Angel cleared her throat. “I’m sorry, Grandma, but I’m going to have to borrow some of your money. Verna will pay you back later.” The old woman snorted in disbelief, but what else could Angel do? She’d given Grandma all the rest of her taxi money for the phone calls, and she had to have the supplies. “You want to walk to the store with me, Bernie?”
“Nah. I’m too tired. Me and Grandma need to rest, right, Grandma?”
She was relieved, really. She could go so much faster without him, and she wouldn’t have to use even more money to buy him a treat. But as she walked down the road, she kicked the dust. He had always depended on her up until now. He’d always chosen to be with her over anybody else around. She almost felt like crying.
FOURTEEN
Draco the Dragon
If it hadn’t been for the stars, she might have given up trying. Going to school was like running through a minefield in a war movie. She had to keep up the lie that her mother was home but the doctor had ordered her to bed because of severe back trouble, so she wasn’t able to take phone calls or to come in for a conference. She avoided all the other kids like poison. That was the easy part. No one was dying to be buddies with her.
She tried not to let it rub her raw that Bernie and Grandma were thick as thieves and treated her like she was some stern parent when she tried to make them eat their vegetables or practice reading—Bernie, that is. She didn’t try to make Grandma read, but Grandma was no help with Bernie. She just giggled and acted silly when Angel was trying to help him, which made him all silly, too.
So she couldn’t have stood it without the nights of starry skies. She would wait until Bernie and Grandma were asleep, pinching herself to stay awake, no matter how tired she was, and then sneak out to the old pasture. The star man was always there before her, lost in the heavens. She would wait beside him quietly, not daring to disturb him, until suddenly he would begin ta
lking about the sky.
“There’s old Draco the Dragon, his tail slinking around, dividing the Big Bear from his little brother. Want to see?” Then he’d adjust the telescope to her height and let her look. When she would squint and squint and still not be able to see what he was talking about, he would make her look at the naked sky and point out the constellation. “Okay. Find Dubhe in the lip of the Big Dipper and look toward the North Star—Polaris.” She obeyed. “Now, the tip of the dragon’s tail is just between Dubhe and Polaris. Then it snakes around and takes a sharp bend”—he drew it in the air with his pointed finger—“and ends in another sort of dipper. That’s the dragon’s head. See the bright star at the end of its snout and the star beside it? In ancient times those were called the dragon’s eyes. But the beautiful double star is on the top of its head. You need to see that through the telescope.” And then, with unbelievable patience, he would help her find the pair of beautiful pale-yellow stars in Draco’s head.

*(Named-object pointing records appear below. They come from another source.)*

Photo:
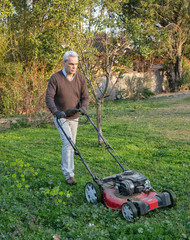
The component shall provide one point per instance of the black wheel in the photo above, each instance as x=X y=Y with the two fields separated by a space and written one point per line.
x=129 y=211
x=173 y=197
x=93 y=193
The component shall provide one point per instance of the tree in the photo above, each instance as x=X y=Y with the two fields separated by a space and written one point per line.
x=101 y=43
x=163 y=27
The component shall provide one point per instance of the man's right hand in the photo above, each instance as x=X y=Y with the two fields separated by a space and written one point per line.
x=59 y=114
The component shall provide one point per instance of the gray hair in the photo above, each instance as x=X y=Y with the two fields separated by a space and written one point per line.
x=69 y=54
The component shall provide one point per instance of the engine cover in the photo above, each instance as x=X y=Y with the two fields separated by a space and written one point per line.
x=130 y=182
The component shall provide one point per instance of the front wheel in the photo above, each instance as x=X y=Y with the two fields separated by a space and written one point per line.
x=173 y=197
x=92 y=193
x=129 y=211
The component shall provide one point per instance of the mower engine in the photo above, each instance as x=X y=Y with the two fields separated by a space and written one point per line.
x=130 y=182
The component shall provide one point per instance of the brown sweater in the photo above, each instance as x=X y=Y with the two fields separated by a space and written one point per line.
x=63 y=94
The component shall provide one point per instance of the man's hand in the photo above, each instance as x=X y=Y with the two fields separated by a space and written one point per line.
x=59 y=114
x=83 y=111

Angel could not remember it all, of course. She would go back to bed and lie there in the dark, head spinning, too tired to look up anything in her beloved book, too excited to sleep. It had taken more years than she could conceive of for the light from those stars to reach her eye. To her they were the most magnificent, the most wonderful, things she had ever seen. When the stars sent that light rushing toward the earth, she, Angel Morgan, wasn’t even alive, wasn’t even going to be born for ages and ages. She shivered. To the stars she was not even pond scum. Not even a speck of dust. Not even...not even...She tried to think of something smaller than nothing, but she couldn’t imagine it.
***
Three weeks after school began, Megan Armstrong, who hadn’t spoken to her since the first day of school, came strolling over to where Angel sat eating her peanut butter and jelly sandwich in the back corner of the lunchroom. “It isn’t true, is it?” she said in a snooty sort of voice.